‘Opposite of 60 and antonym for tree’: Questions at UP govt school exams leave students stumped
Lucknow: Ever thought of an antonym for ‘tree’ or the opposite of 60? The students in the state-run schools in Uttar Pradesh are facing weird questions in their ongoing annual examinations.
A Hindi question paper in a Prayagraj school asked the Class 5 students the opposite of ‘ped’ (tree), while an English question paper in Bhadohi district asked the Class 7 students to write the opposite of 60.
Class 5 students in Prayagraj were asked to identify the rectangle among the figures in an English question paper.
While it was bizarre to have a mathematics question in an English paper, the fact that the choices for this question had no figures.
The issue has now snowballed into a major controversy and a probe has now been ordered into the matter.
Director General, school education, Anamika Singh said, “Despite Covid and elections, we managed to hold annual examinations after two years. I have directed the UPBEC secretary to examine issues related to questions and take appropriate action on the same.”
Sanjay Kanaujiya, an office-bearer of the UP Junior High School Teachers’ Association, meanwhile, said, “The examinations are being held to assess the level of understanding of lessons by the students. But, the purpose behind the exercise is lost.”
The responsibility to prepare question papers for the exams is given to the basic shiksha adhikari (BSA) who rope in teachers at the District Institute of Education and Technology (DIET) for paper setting.
Ideally, the papers should be prepared on the model prepared by the State Council of Educational Research and Training (SCERT).
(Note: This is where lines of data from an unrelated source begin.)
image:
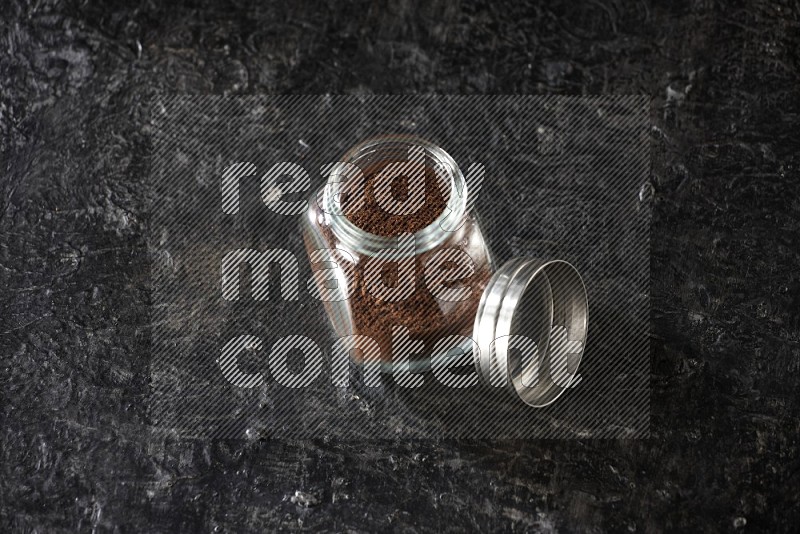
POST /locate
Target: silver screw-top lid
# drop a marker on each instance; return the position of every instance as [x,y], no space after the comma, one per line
[530,329]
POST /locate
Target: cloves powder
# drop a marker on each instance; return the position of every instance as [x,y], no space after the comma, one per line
[426,318]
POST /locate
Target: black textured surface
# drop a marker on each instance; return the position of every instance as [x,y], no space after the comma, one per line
[76,80]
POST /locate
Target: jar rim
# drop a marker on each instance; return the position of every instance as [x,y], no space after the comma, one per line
[358,240]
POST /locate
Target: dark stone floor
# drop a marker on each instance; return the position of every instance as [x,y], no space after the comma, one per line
[75,82]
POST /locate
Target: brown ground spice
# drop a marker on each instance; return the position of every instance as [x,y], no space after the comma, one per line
[427,319]
[371,218]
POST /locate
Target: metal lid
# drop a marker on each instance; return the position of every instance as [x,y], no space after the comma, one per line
[530,329]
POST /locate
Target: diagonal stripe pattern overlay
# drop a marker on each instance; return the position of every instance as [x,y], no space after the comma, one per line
[241,347]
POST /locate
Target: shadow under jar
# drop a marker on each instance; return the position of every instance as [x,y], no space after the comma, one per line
[396,254]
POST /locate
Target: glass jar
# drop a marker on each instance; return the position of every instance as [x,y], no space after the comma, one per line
[404,291]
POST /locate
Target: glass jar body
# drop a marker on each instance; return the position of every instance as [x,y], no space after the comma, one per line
[410,297]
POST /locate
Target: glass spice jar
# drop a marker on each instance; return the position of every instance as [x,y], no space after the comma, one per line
[393,226]
[400,261]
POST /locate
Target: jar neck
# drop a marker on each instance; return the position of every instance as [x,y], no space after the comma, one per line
[362,242]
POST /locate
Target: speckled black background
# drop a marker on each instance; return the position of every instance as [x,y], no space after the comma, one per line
[75,82]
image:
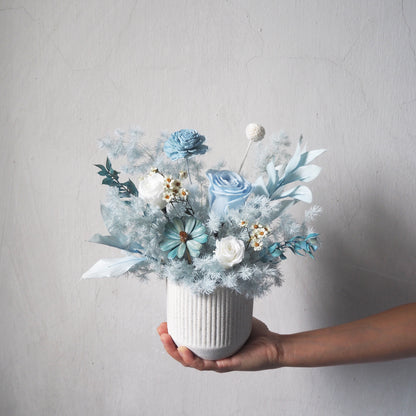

Over 1.6 crore students, enrolled in 1.3 lakh schools recognised by UPBEC, are appearing in these examinations.
“An error-free question paper can ensure proper evaluation. Even though no student can fail till Class 8, these silly errors point fingers at the standard one is setting before the students and teachers,” said a senior education official.
He added that question papers should be moderated to ensure accuracy.
Schools in several districts have also reported shortage of question papers besides printing errors. “We got only three papers for a Class of 50 students. So, we were compelled to write the questions on the black board. Printing errors are common,” said a teacher in Gorakhpur.
Teachers said they have no clarity on how a wrong question should be treated. “We have no idea as to whether we should award full marks to the wrong question or whether it stands cancelled. Exams in the government schools are just a formality as there are directives to promote all students to the next class,” said a teacher.